“What Was Gulf Futurism”

Excerpts from my contribution to Ahmad Makia’s artist edition ZIGG: Superficial, November 2018.


[To Ahmad] Your remarks made me think of, once again, the necessity to question existing vocabularies and reinvent their future anteriority, realizing their functioning as hyperstitional entities, bringing about new normals, indeed. However, we often and mostly cannot but stay with existing vocabularies and familiar tropes and try to reinvent them from within. A new terminology is in fact a non-neologism or a heretical transvaluation, only appearing after the fact. So, while questioning the nature of facticity, we need to engage with unprecedented facts that can reiterate and reinforce past neologisms anew, or fulfill their future-oriented inherence. In the words of Kodwo Eshun, in his Mark Fisher Memorial Lecture at Goldsmiths in 2017, this is to retro-currently join the thread of those (non-)neologisms that

“are actually forms of life… The names of and for aesthetico-political positions that operate by disagreements and differentiations, that make claims that must be argued. Each of these is not so much a term as a war of and over interpretation, a stance that aims to intervene in cultural politics, that fashions itself to articulate discontent, to focus despair and depression into theories to live by, theories that are embodied, theories that live in us, and through us, and with us, and on us.”
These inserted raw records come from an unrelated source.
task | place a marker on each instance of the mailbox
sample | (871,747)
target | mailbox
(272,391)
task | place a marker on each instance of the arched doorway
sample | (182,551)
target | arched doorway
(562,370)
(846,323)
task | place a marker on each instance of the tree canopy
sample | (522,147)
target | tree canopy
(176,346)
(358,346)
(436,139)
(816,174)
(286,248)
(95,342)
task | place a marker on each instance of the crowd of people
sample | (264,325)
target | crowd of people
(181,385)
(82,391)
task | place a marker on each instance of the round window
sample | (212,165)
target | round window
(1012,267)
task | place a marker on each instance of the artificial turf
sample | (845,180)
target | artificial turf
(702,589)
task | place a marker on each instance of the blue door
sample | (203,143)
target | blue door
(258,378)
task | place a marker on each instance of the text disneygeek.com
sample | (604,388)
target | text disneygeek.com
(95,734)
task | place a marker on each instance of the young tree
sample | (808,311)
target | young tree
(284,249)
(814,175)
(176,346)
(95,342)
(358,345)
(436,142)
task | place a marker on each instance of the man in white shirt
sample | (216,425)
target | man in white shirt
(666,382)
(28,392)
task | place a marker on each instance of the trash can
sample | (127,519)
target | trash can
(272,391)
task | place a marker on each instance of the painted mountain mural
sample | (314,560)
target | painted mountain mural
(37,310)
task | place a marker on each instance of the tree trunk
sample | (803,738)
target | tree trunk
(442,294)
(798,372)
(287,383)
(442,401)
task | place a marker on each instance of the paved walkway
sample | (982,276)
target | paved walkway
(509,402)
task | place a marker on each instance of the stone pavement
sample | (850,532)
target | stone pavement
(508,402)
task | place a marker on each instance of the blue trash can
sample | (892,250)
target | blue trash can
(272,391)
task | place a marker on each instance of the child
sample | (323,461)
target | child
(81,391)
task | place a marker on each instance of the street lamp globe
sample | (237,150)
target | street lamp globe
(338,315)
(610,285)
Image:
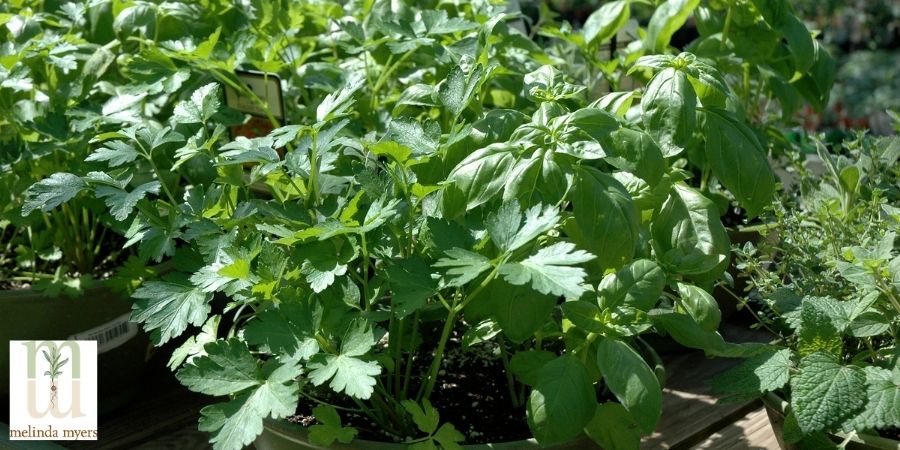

Recently, at the launch session of Ethnofuturismen at Volksbuhne in Berlin, I addressed such “forms of life” through the notions of “temporal climates” and the “chronosphere.” 

Each temporal climate has its prevailing time patterns, which constantly influence and are influenced by other climatic times, their histories as well as the velocity and frequency of the course of their events. To follow the routes of transformation that tie various temporal climates together is to move along their exponential divergence from initial conditions, that is, from supposedly localized situations to planetary scales, while remaining enmeshed within a mutating earth system whose transformation can be neither attributed to a single cause nor a single set of effects. This, of course, requires us to challenge the constructed linearity of historical causation to begin with, as well as the unilateral and progressive movement of time, and question the geometrical politics of such and similar abstract models in relation to the realities of our times and times to come. Moreover, “timelines” and their associated epistemologies need to be stretched sideways, letting the “planes of temporality” and “layers of time” unfold and spread out, in order for us to be able to come into terms with how little we know of our historical horizons, soon enough before they get totally closed on us, and raise our collective sensitivity toward the complex chronometries of life and labor across life forms.

“Advection” is the term used in meteorology to explain the transfer of heat or matter by the flow of a fluid, especially horizontally in the atmosphere or the sea. To couple this term with the formulation of “temporal climates” is in fact to arrive at another familiar trope, the butterfly effect, which emerged from within hard sciences and has since appeared in fields as far as extreme fiction, as well as late capitalist spoken language, given how chaotic we routinely feel the world has gone.

What I tried to address in terms of ethnofuturisms are phenomena that exist and exert their force in the manner of a butterfly effect across what, again, could only suggestively be called the “chronosphere.” This is to suggest the very complex materiality as well as the planetary expanse of temporal resources, similar to what is at stake in the currently critical condition of other terrestrial resources as well as fluid and atmospheric elements. All this demands to be collectively addressed, as that which we all have something at stake in. In addition to the aggravation of climatic and environmental conditions worldwide, and to hint back at my  there’s also the “AirSpace”, according to a 2016 article on the popular media outlet The Verge, which stands for how the spaces we pass through and occupy internationally are increasingly becoming the standardized product of corporate tech firms –– the “same old same old” of Starbucks, Airbnb, and so forth… “This new geography is the realm of coffee shops, bars, startup offices, and co-live or co-work spaces that share the same hallmarks everywhere we go.” AirSpace is, therefore, an instantiation of the “infrastructure space” of 21st-century life. Accordingly, there could be the notions of AirTime and Infrastructure Time… Is there any moment we can find ourselves off the “airtime” of contemporaneity across our social-mediatized lives? Following the environmental and political crises of recent times, what would be the viable modes of engagement with today’s shared time-crisis? If the distinction between public and private spaces has been de facto “undone” by the machinations of an infrastructure space, then what are the temporal connotations of this undoing? How could we begin addressing our “public time” today?

The hyperstitional artifact of the “chronosphere,” or infrastructure time, or AirTime, is designed to address the realm through which temporal advection is regulated, that is, the horizontal transfer of the “heat or matter” of time, in all its fluidity, across our planetary history.

So let’s rephrase and repeat in order for a definition to emerge: Ethnofuturisms are those phenomena, traditions, movements, and practices that tend to address the latent coordinates of shared time patterns and temporal paracommons by means of facilitating and intensifying, technically accelerating, butterfly effects across the planetary chronosphere.